6. The power plant of claim 5, wherein the first motor comprises a first motor gear, the first planetary gear comprises a first transmission wheel, the first motor gear is meshed with the first transmission wheel to output power of the first motor, and the first transmission wheel is fixedly connected with the first input end;

the second motor comprises a second motor gear, the second planetary gear comprises a second driving wheel, the second motor gear is meshed with the second driving wheel to output power of the second motor, and the second driving wheel is fixedly connected with the second input end.

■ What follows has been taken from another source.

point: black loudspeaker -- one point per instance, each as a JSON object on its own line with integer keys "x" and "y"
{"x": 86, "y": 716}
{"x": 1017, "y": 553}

7. The power plant according to claim 5 or 6, characterized in that the first planetary gear set includes a first unlocking unit provided between the first motor and the first output shaft for turning on or off power transmission between the first motor and the first output shaft;

the second planetary gear set comprises a second unlocking unit, the second unlocking unit is arranged between the second motor and the second output shaft, and the second unlocking unit is used for opening or closing power transmission between the second motor and the second output shaft.

8. The power plant according to claim 7, characterized in that the first unlocking unit is provided at the first outer ring gear for turning on or off the turning action of the first outer ring gear;

the second unlocking unit is arranged at the second gear ring and used for opening or closing the rotation action of the second outer gear ring.

9. A vehicle comprising a first wheel, a second wheel and a power plant according to any one of claims 1 to 8; the first wheel is fixedly connected with the first output shaft, the second wheel is fixedly connected with the second output shaft, and the power device is used for driving the first wheel and the second wheel to rotate.

10. The vehicle of claim 9, further comprising a third wheel, a fourth wheel, and a drive arrangement in driving communication with the third wheel and the fourth wheel, respectively, for simultaneously driving the third wheel and the fourth wheel in rotation.

11. The vehicle of claim 9, characterized in that the first direction is a length direction of the vehicle and the second direction is a width direction of the vehicle.